Science  /  Book Excerpt

Who Was Vera Rubin?

The Large Synoptic Survey Telescope was renamed The Vera C. Rubin Observatory. This telescope is breaking new ground, just as Vera Rubin did in her lifetime.
Book
Jacqueline Mitton, Simon Mitton
2021

The official redesignation of what was formerly known as the Large Synoptic Survey Telescope (LSST) project, confirmed into law by the president of the United States on December 20, 2019, was an even more impressive tribute. Congress recognized that “Dr. Rubin and her collaborators used their observations, in conjunction with the work by earlier astronomers on the rotation of stars in spiral galaxies, to provide some of the best evidence for the existence of dark matter.” Not only that, “Dr.
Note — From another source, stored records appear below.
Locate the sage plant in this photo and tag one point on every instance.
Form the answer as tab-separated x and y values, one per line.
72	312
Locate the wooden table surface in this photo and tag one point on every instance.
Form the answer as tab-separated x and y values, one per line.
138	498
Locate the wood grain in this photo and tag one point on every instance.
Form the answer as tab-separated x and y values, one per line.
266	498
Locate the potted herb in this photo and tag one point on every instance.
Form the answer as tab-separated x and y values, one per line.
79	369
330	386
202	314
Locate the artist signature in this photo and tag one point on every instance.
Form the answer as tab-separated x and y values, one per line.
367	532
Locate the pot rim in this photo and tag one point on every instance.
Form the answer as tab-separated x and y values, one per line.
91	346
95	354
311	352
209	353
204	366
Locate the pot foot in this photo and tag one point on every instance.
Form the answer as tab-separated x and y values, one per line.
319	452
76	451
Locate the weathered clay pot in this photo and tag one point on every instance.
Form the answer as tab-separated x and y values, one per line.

Rubin was an outspoken advocate for the equal treatment and representation of women in science, and she served as a mentor, supporter, and role model to many women astronomers throughout her life.” With these statements, Congress encapsulated the two intertwining strands that made Vera “a national treasure,” as Matthew Scott, president of the Carnegie Institution for Science (2014–2017), called her soon after her death.
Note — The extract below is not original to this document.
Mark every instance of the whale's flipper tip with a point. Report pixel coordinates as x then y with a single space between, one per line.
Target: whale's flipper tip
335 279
Rubin is remembered first and foremost for her pioneering, long-term studies of spiral galaxies. Her stunning and unexpected discoveries helped to convince astronomers that dark matter is a real entity and, further, that it exists in vast quantities. Rubin never claimed that she had “discovered dark matter” as a concept, although others have mistakenly attributed discovery to her. Cosmologist Fritz Zwicky, writing in 1933, is credited as the first person to suggest there could be such a thing, because known astrophysics could provide no explanation for his observations of how galaxies are moving within their clusters. However, few people paid attention to Zwicky at the time, and the idea lay more or less fallow for almost forty years. From the mid nineteen-sixties, Rubin and her colleague Kent Ford decided to investigate a different kind of motion: how the stars and gas clouds belonging to an individual galaxy revolve around the galaxy’s center. They had no intention of searching for dark matter but, to her surprise, Rubin found compelling evidence that galaxies are immersed in vast halos of it. In fact, it emerged that some ten times more of this mysterious invisible stuff exists than all the particles of ordinary matter in stars and gas clouds put together. Rubin was a meticulous observer and processed her data with the utmost attention to detail, so eventually the truth dawned. Even the most skeptical of critics could not deny the credibility of the observational results she and Ford published, and what these facts implied, especially in the face of developments in theoretical astrophysics and radio astronomy happening at about the same time.